Definition / general
  • Use of automatic operational equipment in the manufacturing or processing of whole blood or pretransfusion testing
  • Semiautomated systems allow for partial manual labor with automated interpretation
Essential features
  • Blood bank automation is an alternate method to manual tube testing and blood processing in transfusion medicine
  • Promotes standardization of interpretation, increased transfusion safety, specimen batching and efficiency in turn around times
  • 3 methodologies currently exist for automated pretransfusion testing and 1 for whole blood separation
  • Implementation requires appropriate equipment verification
Terminology
  • Automated blood bank system
  • Automated pretransfusion compatibility testing
  • Automated blood processing system (ABPS)
  • Solid phase red cell adherence assay (SRCA)
  • Column agglutination test (CAT)
  • Erythrocyte magnetized technique (EMT)
Application of automation in transfusion medicine
  • Blood component collection and processing
    • Separation into plasma, red blood cell (RBC) and platelet components by apheresis
    • Leukoreduction to prevent transmission of cytomegalovirus (CMV)
    • Separation and processing of whole blood unit collections
  • RBC washing for IgA deficient patients (Transfusion 2015;55:2415)
  • Platelet agitation
  • ABO typing, antibody screening, ABO titers, selected cell panels and compatibility testing in pretransfusion (immunohematology) testing
  • Product safety and detection of growth of microorganisms in platelets through culture: BacT / ALERT (Transfus Med 2002;12:303)
  • Supply of uncrossmatched or crossmatched blood via remote allocation in blood storage machines located away from the blood bank (Transfusion 2018;58:372)
  • Possible use in manufacture of blood components (Transfusion 2021;61:568)
  • Electronic crossmatch in patients with negative antibody screens
Automated and semiautomated methodologies
  • Automated blood processing system (ABPS)
    • Method: separates whole blood units into components through centrifugation and expression of components into individual product bags
    • Degree of automation: full automation of manual whole blood separation steps
    • Application: processing of whole blood collections
    • Limitation: higher levels of platelets in plasma units (Transfus Med Hemother 2021;48:290)

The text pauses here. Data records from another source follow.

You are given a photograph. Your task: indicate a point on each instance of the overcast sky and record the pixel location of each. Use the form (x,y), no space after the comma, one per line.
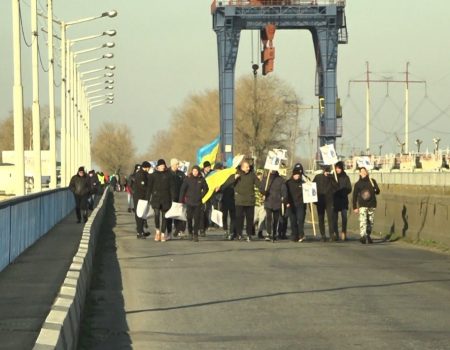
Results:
(166,50)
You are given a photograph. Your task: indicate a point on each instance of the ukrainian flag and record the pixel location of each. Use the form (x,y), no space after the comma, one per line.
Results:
(208,152)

  • Solid phase red cell adherence assay (SRCA)
    • Methods
      • Standard: serum added for antigen antibody reaction in microplates containing solid medium with reagent RBCs showing a visible tight or effaced button as a negative or positive reaction, respectively
      • Degree of automation: semiautomated and fully automated platforms
      • Application: pretransfusion testing
      • Limitation: does not detect IgM (method requires incubation at 37 °C), limiting application to the identification of non-ABO antibodies
      • Additional features: capacity for platelet serology
  • Column agglutination test (CAT)
    • Method: microtubes with gel or microbead matrix containing antisera or antihuman globulin
      • Serum mixed with reagent RBC, agglutination of cells in the gel or microbead matrix constitutes test positivity
      • Open system
    • Degree of automation: semiautomated and fully automated platforms
      • Application: pretransfusion testing
      • Limitation: very sensitive; increased false positives due to lack of wash step
      • Additional features: modified CAT, dilution factor based on degree of agglutination
  • Erythrocyte magnetized technique (EMT)

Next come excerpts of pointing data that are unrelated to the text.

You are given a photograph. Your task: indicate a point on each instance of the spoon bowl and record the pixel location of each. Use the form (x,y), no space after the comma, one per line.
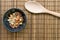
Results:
(35,7)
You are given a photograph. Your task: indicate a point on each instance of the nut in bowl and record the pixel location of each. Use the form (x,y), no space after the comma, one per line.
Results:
(14,20)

    • Method: serum added to magnetized RBC inside a microplate that agglutinates after a magnetic force is applied
    • Degree of automation: fully automated platforms
    • Limitation: does not detect IgM
    • Additional features: eliminates the need for centrifugation and washing steps
  • These methodologies have superior sensitivity to conventional tube testing (Asian J Transfus Sci 2012;6:140)
  • Pretransfusion testing commonly uses agglutination (hemagglutination) as the standard to measure a possible reaction
    • Agglutination techniques can be modified for various purposes of detection (e.g., latex agglutination, sample mixed with latex particles coated with an antigen or antibody)
  • Increased sensitivity is achieved with low ionic strength saline or bromelin methyl cellulose resulting in increased potential for false positives
  • Does not allow for unrestricted modifications of testing like dithiothreitol (DTT) treatment and proteolytic enzymes; laboratories with high complexity patients must retain tube agglutination methods to allow for modified testing protocols for specified situations
Pros and cons of automation
Existing platforms of automated equipment
  • All platforms perform antibody screening, ABO group testing, crossmatching and direct antiglobulin test (DAT)
  • Blood processing
    • Reveos by Terumo Blood and Cell Technologies (Tokyo, Japan)
      • ABPS
      • 2 separation procedures
        • RBC, plasma and residual leukocytes
        • RBC, plasma, interim platelet units and residual leukocyte units
      • Self contained
      • System management for workflow management and reporting
  • Pretransfusion testing
    • IH-1000 and IH-500 by Bio-Rad (USA)
      • CAT
      • Continuous reagents and sample loading
      • Additional features: extended phenotyping
    • Qwalys 3 by DIAGAST (France)
      • EMT
      • Continuous reagents and sample loading
      • Additional features: weak D testing and extended phenotyping
      • Studies have shown higher IgM titration levels when compared to tube and CAT methods (Vox Sang 2020;115:233)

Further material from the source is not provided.